Perceptron - Variants

Variants

The pocket algorithm with ratchet (Gallant, 1990) solves the stability problem of perceptron learning by keeping the best solution seen so far "in its pocket". The pocket algorithm then returns the solution in the pocket, rather than the last solution. It can be used also for non-separable data sets, where the aim is to find a perceptron with a small number of misclassifications.

In separable problems, perceptron training can also aim at finding the largest separating margin between the classes. The so-called perceptron of optimal stability can be determined by means of iterative training and optimization schemes, e.g. the Min-Over algorithm (Krauth and Mezard, 1987) or the AdaTron (Anlauf and Biehl, 1989)) . The latter exploits the fact that the corresponding quadratic optimization problem is convex. The perceptron of optimal stability is, together with the kernel trick, one of the conceptual foundations of the support vector machine.

The -perceptron further utilised a preprocessing layer of fixed random weights, with thresholded output units. This enabled the perceptron to classify analogue patterns, by projecting them into a binary space. In fact, for a projection space of sufficiently high dimension, patterns can become linearly separable.

As an example, consider the case of having to classify data into two classes. Here is a small such data set, consisting of two points coming from two Gaussian distributions.

  • Two-class Gaussian data

  • A linear classifier operating on the original space

  • A linear classifier operating on a high-dimensional projection

A linear classifier can only separate things with a hyperplane, so it's not possible to classify all the examples perfectly. On the other hand, we may project the data into a large number of dimensions. In this case a random matrix was used to project the data linearly to a 1000-dimensional space; then each resulting data point was transformed through the hyperbolic tangent function. A linear classifier can then separate the data, as shown in the third figure. However the data may still not be completely separable in this space, in which the perceptron algorithm would not converge. In the example shown, stochastic steepest gradient descent was used to adapt the parameters.

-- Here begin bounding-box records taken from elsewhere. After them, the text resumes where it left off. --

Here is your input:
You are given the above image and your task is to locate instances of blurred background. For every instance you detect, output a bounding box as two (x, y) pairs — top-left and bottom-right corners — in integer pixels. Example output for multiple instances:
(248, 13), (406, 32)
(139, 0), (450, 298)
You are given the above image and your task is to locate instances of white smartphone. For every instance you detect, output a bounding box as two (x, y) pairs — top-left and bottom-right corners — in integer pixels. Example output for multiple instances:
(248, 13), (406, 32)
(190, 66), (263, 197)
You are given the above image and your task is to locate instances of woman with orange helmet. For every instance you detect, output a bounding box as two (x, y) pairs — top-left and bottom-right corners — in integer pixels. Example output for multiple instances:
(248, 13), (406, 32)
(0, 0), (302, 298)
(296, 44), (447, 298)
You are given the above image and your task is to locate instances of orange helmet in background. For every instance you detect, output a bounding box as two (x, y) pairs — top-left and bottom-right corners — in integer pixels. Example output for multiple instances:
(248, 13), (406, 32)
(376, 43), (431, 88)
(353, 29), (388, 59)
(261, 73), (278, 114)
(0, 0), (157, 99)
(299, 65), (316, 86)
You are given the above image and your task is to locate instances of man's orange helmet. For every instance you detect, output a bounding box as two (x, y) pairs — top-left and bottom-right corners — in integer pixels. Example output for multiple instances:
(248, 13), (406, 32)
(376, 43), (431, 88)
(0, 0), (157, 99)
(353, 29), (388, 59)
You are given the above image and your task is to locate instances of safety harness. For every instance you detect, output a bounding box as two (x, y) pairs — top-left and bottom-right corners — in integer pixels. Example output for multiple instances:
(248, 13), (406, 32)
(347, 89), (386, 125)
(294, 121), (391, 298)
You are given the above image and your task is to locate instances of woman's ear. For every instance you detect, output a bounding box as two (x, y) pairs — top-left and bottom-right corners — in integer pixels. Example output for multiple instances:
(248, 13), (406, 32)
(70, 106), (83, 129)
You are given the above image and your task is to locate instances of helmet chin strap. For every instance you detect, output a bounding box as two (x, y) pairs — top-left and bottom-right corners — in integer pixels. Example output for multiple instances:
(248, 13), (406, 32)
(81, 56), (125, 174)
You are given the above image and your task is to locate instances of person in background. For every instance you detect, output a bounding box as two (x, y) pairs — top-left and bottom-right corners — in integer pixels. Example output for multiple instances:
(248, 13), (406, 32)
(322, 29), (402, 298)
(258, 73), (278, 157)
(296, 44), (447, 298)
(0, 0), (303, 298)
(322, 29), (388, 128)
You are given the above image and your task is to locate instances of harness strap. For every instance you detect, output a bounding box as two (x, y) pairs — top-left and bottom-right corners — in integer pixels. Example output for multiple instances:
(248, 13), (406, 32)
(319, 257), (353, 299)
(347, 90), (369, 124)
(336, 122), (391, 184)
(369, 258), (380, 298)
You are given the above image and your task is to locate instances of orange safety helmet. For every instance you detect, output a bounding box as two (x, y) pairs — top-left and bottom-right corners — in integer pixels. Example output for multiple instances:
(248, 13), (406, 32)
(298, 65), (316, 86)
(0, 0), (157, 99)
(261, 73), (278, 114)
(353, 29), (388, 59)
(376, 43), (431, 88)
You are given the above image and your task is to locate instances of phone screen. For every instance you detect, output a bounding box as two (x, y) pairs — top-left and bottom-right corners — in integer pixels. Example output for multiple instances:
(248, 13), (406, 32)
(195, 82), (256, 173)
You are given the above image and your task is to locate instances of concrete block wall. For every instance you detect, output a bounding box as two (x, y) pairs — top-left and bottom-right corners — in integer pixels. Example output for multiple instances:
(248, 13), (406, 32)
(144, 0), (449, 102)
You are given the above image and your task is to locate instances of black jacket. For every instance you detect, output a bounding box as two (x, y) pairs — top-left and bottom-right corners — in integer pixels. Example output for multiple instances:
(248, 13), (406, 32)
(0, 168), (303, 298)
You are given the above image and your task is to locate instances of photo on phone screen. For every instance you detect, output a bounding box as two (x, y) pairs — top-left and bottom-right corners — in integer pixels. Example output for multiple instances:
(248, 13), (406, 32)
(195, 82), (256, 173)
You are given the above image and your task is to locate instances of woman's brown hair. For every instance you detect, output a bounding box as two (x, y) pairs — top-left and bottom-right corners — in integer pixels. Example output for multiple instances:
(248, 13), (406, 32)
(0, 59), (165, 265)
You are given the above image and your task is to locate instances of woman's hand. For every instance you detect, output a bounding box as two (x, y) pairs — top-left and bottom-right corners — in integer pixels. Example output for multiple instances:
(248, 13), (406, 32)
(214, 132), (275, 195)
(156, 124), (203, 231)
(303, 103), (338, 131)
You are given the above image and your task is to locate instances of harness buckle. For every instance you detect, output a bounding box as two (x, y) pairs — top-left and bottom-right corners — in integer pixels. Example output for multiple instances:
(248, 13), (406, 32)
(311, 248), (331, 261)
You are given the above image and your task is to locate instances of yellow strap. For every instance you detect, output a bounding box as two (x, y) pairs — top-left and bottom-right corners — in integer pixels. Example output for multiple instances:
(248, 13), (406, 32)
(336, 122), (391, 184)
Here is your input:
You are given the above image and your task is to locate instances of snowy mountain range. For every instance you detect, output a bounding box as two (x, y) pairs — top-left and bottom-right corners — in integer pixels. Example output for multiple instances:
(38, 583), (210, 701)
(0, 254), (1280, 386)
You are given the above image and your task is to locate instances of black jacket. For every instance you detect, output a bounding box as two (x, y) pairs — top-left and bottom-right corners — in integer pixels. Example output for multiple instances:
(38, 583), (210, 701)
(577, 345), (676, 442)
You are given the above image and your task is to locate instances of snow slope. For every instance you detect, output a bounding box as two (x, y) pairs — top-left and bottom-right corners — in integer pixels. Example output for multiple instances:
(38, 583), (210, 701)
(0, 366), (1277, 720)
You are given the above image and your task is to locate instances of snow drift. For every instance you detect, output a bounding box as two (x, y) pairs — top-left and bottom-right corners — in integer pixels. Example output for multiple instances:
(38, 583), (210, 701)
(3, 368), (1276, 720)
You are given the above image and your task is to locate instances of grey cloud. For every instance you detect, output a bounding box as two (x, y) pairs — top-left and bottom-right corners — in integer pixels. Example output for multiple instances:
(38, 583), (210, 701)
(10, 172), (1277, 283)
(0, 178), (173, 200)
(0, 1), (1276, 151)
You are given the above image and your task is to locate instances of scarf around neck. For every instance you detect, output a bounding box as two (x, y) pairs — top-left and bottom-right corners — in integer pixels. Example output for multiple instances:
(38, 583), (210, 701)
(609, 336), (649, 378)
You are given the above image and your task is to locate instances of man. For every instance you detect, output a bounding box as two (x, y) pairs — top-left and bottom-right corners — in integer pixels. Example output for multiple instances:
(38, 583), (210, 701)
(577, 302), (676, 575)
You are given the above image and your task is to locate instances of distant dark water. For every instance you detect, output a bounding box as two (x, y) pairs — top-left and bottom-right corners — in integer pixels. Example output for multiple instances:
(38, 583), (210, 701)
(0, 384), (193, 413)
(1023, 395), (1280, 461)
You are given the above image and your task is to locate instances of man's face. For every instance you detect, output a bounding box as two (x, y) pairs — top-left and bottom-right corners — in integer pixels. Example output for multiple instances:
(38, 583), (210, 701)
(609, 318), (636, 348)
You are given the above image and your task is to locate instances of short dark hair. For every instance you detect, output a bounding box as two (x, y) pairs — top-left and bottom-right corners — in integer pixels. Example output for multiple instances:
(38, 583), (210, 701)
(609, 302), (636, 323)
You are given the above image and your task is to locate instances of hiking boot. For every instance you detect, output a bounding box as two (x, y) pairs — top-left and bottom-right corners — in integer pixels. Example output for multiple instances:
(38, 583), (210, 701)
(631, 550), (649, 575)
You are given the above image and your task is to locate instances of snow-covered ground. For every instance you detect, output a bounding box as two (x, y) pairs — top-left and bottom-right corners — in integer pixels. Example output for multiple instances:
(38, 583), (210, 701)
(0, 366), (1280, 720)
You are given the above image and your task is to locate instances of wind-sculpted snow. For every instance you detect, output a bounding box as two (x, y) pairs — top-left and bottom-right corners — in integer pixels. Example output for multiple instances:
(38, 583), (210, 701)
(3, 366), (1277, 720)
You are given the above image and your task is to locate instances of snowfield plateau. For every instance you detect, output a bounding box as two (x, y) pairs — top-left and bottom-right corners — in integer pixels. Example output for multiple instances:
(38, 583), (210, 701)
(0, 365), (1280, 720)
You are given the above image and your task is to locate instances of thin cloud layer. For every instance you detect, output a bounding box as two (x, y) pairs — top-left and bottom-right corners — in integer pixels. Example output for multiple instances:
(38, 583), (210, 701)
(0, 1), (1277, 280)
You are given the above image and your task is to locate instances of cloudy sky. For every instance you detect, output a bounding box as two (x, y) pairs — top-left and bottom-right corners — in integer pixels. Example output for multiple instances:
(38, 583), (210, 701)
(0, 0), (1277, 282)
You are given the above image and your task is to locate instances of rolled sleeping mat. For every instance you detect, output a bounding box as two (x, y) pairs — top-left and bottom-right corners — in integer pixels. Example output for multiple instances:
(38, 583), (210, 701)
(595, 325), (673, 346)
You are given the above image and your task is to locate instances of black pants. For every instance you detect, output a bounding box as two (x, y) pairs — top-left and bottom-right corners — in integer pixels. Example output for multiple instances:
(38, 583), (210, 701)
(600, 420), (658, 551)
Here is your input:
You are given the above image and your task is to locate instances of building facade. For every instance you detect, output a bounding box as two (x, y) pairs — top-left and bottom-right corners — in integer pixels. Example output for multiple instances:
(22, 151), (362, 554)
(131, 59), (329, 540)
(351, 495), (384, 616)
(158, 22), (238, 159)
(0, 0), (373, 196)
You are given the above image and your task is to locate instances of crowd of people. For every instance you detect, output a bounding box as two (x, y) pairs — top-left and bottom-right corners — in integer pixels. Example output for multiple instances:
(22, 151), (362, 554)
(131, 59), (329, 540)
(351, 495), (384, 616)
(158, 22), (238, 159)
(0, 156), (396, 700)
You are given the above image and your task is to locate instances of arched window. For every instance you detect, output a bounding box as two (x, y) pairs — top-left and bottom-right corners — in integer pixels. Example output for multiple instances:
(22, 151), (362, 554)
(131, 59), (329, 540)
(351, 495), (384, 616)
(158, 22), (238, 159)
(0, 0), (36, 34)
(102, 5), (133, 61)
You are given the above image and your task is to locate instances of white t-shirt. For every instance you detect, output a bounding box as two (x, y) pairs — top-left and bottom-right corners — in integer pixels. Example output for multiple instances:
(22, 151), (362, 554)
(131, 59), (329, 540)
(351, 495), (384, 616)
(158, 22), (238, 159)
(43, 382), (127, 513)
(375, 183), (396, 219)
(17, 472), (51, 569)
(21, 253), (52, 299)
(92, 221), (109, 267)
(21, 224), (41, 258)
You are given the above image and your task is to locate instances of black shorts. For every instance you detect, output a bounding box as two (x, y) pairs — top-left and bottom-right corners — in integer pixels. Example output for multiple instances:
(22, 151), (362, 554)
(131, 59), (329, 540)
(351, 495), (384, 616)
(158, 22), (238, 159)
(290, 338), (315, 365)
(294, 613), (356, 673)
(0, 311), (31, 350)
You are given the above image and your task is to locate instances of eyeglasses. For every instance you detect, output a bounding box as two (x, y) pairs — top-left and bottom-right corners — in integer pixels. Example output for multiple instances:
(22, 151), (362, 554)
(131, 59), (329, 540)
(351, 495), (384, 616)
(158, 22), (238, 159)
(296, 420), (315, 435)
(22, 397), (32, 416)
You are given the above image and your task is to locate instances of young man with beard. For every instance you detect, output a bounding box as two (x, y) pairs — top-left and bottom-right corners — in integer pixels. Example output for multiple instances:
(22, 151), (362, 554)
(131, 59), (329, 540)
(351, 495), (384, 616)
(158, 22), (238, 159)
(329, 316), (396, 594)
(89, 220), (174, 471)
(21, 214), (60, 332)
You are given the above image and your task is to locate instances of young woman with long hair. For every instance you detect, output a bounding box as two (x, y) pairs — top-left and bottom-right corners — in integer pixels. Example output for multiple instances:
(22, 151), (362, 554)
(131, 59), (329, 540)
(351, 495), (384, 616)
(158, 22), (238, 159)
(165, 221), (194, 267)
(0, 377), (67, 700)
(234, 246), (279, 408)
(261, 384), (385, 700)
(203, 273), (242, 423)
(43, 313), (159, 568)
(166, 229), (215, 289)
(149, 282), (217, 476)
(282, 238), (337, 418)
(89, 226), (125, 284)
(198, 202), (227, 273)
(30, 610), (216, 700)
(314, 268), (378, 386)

Furthermore, by adding nonlinear layers between the input and output, one can separate all data and indeed, with enough training data, model any well-defined function to arbitrary precision. This model is a generalization known as a multilayer perceptron.

Another way to solve nonlinear problems without the need of multiple layers is the use of higher order networks (sigma-pi unit). In this type of network each element in the input vector is extended with each pairwise combination of multiplied inputs (second order). This can be extended to n-order network.

It should be kept in mind, however, that the best classifier is not necessarily that which classifies all the training data perfectly. Indeed, if we had the prior constraint that the data come from equi-variant Gaussian distributions, the linear separation in the input space is optimal.

Other training algorithms for linear classifiers are possible: see, e.g., Winnow, support vector machine and logistic regression.